An agency and high capacity transportation corridor area may impose a sales and use tax solely for the purpose of providing high capacity transportation service, in addition to the tax authorized by RCW 82.14.030, upon retail car rentals within the applicable jurisdiction that are taxable by the state under chapters 82.08 and 82.12 RCW. The rate of tax shall not exceed 2.172 percent. The base of the tax shall be the selling price in the case of a sales tax or the rental value of the vehicle used in the case of a use tax.

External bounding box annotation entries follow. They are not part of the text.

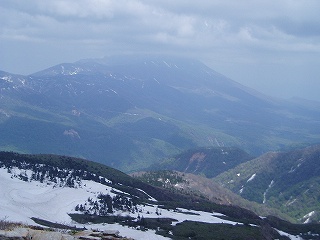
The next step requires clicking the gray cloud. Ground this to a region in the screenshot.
[0,0,320,98]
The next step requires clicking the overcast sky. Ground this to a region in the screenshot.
[0,0,320,101]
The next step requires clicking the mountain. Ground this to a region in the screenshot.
[130,170,295,221]
[0,152,320,239]
[0,56,320,172]
[214,145,320,223]
[148,147,253,178]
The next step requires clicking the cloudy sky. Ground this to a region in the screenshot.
[0,0,320,101]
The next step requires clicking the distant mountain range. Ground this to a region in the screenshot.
[138,145,320,223]
[0,152,320,240]
[214,142,320,223]
[0,56,320,172]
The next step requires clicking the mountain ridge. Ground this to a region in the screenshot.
[0,152,320,239]
[0,56,320,171]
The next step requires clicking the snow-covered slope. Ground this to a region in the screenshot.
[0,155,312,239]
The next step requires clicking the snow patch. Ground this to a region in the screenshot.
[262,180,274,204]
[247,173,257,182]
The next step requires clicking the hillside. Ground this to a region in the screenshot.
[0,56,320,172]
[0,152,320,239]
[214,145,320,222]
[148,147,253,178]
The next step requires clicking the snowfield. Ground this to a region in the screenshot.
[0,168,299,240]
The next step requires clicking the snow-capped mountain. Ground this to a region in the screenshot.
[0,152,318,239]
[0,56,320,171]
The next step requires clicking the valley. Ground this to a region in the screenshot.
[0,55,320,239]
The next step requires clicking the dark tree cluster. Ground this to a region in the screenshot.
[75,193,138,216]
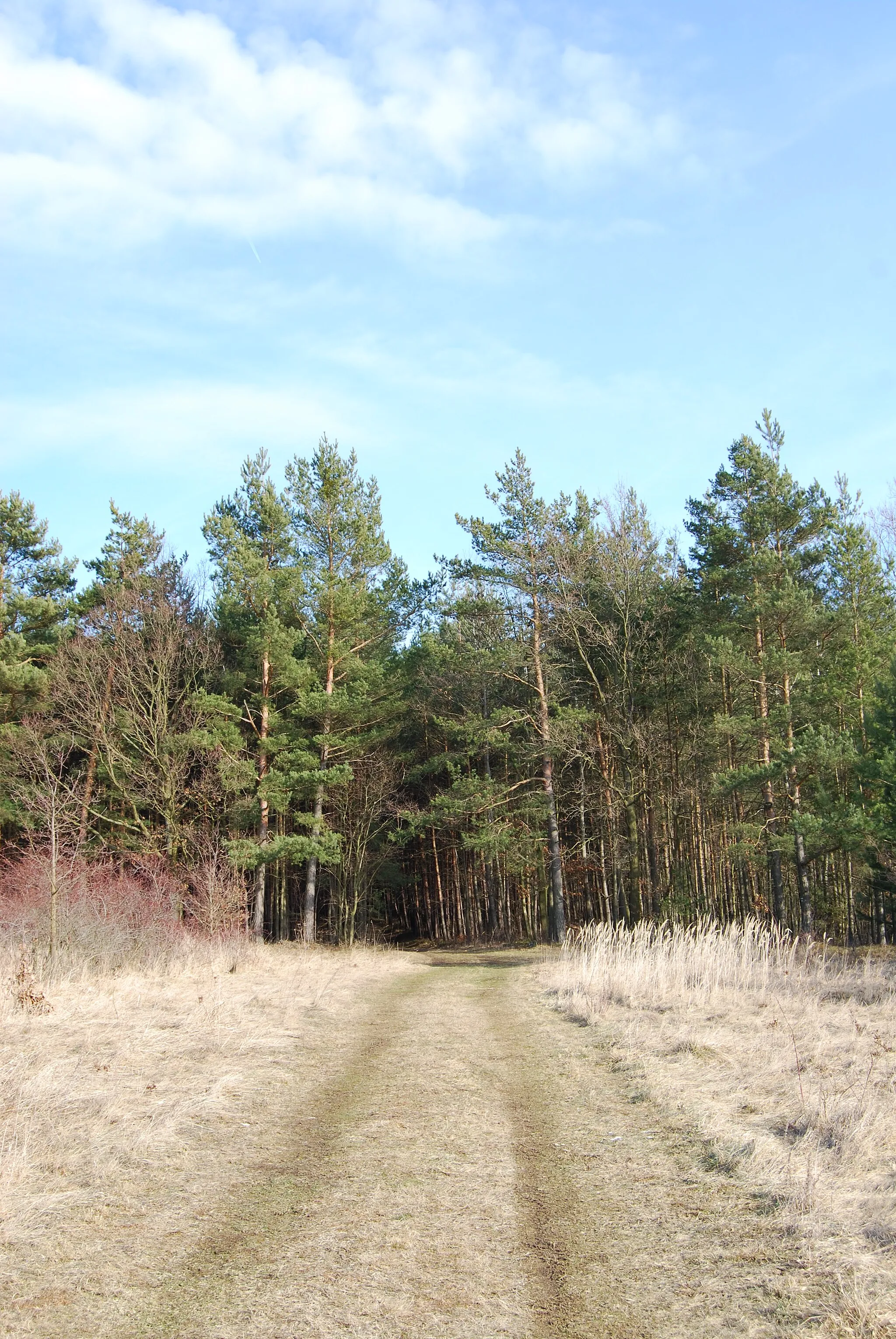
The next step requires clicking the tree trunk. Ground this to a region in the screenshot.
[252,651,270,938]
[303,616,336,944]
[301,786,324,944]
[78,660,115,846]
[532,592,567,943]
[793,832,814,938]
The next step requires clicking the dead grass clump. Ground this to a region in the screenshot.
[549,921,896,1335]
[12,945,52,1014]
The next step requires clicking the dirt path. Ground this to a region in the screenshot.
[107,953,820,1339]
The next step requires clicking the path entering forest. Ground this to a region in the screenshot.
[122,952,817,1339]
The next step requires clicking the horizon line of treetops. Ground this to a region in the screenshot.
[0,411,896,944]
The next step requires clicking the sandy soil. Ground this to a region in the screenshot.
[0,949,832,1339]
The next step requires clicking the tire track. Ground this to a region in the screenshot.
[125,973,426,1339]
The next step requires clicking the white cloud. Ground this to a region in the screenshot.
[0,0,682,249]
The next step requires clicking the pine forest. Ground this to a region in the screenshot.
[0,411,896,955]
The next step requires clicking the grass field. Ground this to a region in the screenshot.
[550,924,896,1335]
[0,932,893,1339]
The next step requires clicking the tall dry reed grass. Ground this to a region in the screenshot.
[548,921,896,1335]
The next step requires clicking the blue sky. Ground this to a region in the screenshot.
[0,0,896,572]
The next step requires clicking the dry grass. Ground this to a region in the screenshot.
[548,924,896,1339]
[0,938,400,1334]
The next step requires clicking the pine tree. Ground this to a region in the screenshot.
[455,450,569,940]
[203,451,309,938]
[0,492,75,722]
[284,434,405,943]
[687,410,830,935]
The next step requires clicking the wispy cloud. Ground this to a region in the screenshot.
[0,0,684,249]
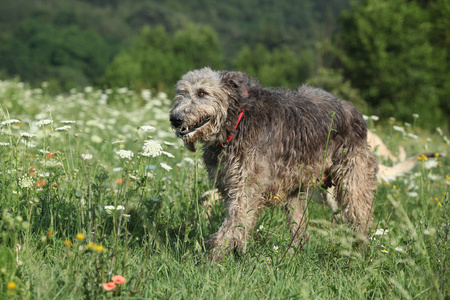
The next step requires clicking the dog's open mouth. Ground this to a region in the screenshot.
[179,117,211,137]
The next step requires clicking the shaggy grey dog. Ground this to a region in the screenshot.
[170,68,377,261]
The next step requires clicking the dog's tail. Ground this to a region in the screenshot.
[377,152,435,182]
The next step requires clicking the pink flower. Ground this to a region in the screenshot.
[102,282,116,291]
[111,275,127,284]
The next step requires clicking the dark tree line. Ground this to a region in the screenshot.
[0,0,450,127]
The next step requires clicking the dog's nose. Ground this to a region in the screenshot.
[170,115,184,128]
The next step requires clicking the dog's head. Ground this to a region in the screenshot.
[170,68,250,151]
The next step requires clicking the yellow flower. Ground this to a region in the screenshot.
[86,243,97,249]
[8,281,17,290]
[75,233,85,241]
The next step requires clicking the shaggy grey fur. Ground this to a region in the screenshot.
[170,68,377,261]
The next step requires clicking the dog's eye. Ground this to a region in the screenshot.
[197,90,207,98]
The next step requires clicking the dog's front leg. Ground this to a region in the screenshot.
[208,184,261,261]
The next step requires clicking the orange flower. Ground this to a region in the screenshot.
[28,166,36,176]
[102,282,116,291]
[111,275,127,284]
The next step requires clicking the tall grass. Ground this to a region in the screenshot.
[0,81,450,299]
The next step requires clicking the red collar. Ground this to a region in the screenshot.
[222,109,245,147]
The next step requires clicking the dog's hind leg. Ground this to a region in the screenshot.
[207,184,261,261]
[286,191,309,246]
[333,148,377,233]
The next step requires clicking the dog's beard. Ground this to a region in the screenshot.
[177,119,211,152]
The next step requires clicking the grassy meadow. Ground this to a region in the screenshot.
[0,81,450,299]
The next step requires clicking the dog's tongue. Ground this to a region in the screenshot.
[184,142,195,152]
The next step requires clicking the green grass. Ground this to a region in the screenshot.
[0,81,450,299]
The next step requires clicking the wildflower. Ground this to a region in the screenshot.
[140,140,162,157]
[91,135,103,144]
[116,150,134,160]
[81,153,94,160]
[36,119,53,127]
[8,281,17,290]
[373,228,389,235]
[423,160,439,169]
[75,233,85,241]
[0,119,21,126]
[406,192,419,198]
[86,243,97,250]
[55,125,72,131]
[139,125,155,132]
[392,125,405,132]
[103,205,125,215]
[102,282,116,291]
[19,175,34,189]
[141,90,152,101]
[160,163,172,171]
[111,275,127,284]
[161,151,175,158]
[20,132,36,139]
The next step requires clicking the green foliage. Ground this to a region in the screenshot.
[339,0,448,127]
[0,80,450,299]
[306,68,369,114]
[234,44,315,88]
[103,25,223,90]
[0,18,111,90]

Any motor vehicle excise tax previously imposed under the provisions of RCW 81.104.160(1) shall be repealed, terminated, and expire on December 5, 2002, except for a motor vehicle excise tax for which revenues have been contractually pledged to repay a bonded debt issued before December 5, 2002, as determined by Pierce County et al. v. State, 159 Wn.2d 16, 148 P.3d 1002 (2006). In the case of bonds that were previously issued, the motor vehicle excise tax must comply with chapter 82.44 RCW as it existed on January 1, 1996.
[2010 c 161 § 903; 2009 c 280 § 4; 2003 c 1 § 6 (Initiative Measure No. 776, approved November 5, 2002); 1998 c 321 § 35 (Referendum Bill No. 49, approved November 3, 1998). Prior: 1992 c 194 § 13; 1992 c 101 § 27; 1991 c 318 § 12; 1990 c 43 § 42.]
| Reviser's note: In Pierce County v. State, 159 Wn.2d 16 (2006), the supreme court held that section 6, chapter 1, Laws of 2003 (Initiative Measure No. 776) impermissibly impairs the contractual obligations between Sound Transit and its bondholders in violation of the contract clause and, as a result, has no legal effect of preventing Sound Transit from continuing to fulfill its contractual obligation to levy the motor vehicle excise tax for so long as the bonds remain outstanding.|
Effective date -- Intent -- Legislation to reconcile chapter 161, Laws of 2010 and other amendments made during the 2010 legislative session -- 2010 c 161: See notes following RCW 46.04.013.
Severability -- Savings -- 2003 c 1 (Initiative Measure No. 776): "If any provision of this act or its application to any person or circumstance is held invalid, the remainder of the act or the application of the provision to other persons or circumstances is not affected. If the repeal of taxes in section 6 of this act is judicially held to impair any contract in existence as of the effective date of this act, the repeal shall apply to any other contract, including novation, renewal, or refunding (in the case of bond contract)." [2003 c 1 § 10 (Initiative Measure No. 776, approved November 5, 2002).]
Repeal of taxes by 2003 c 1 § 6 (Initiative Measure No. 776): "If the repeal of taxes in section 6 of this act affects any bonds previously issued for any purpose relating to light rail, the people expect transit agencies to retire these bonds using reserve funds including accrued interest, sale of property or equipment, new voter approved tax revenues, or any combination of these sources of revenue. Taxing districts should abstain from further bond sales for any purpose relating to light rail until voters decide this measure. The people encourage transit agencies to put another tax revenue measure before voters if they want to continue with a light rail system dramatically changed from that previously represented to and approved by voters." [2003 c 1 § 7 (Initiative Measure No. 776, approved November 5, 2002).]
Construction -- Intent -- 2003 c 1 (Initiative Measure No. 776): See notes following RCW 46.16A.455.
Purpose -- Severability -- 1998 c 321: See notes following RCW 82.14.045.
Contingent effective dates -- 1998 c 321 §§ 23-42: See note following RCW 35.58.410.
Legislative intent -- 1992 c 194: See note following RCW 82.08.020.
Effective dates -- 1992 c 194: See note following RCW 46.04.466.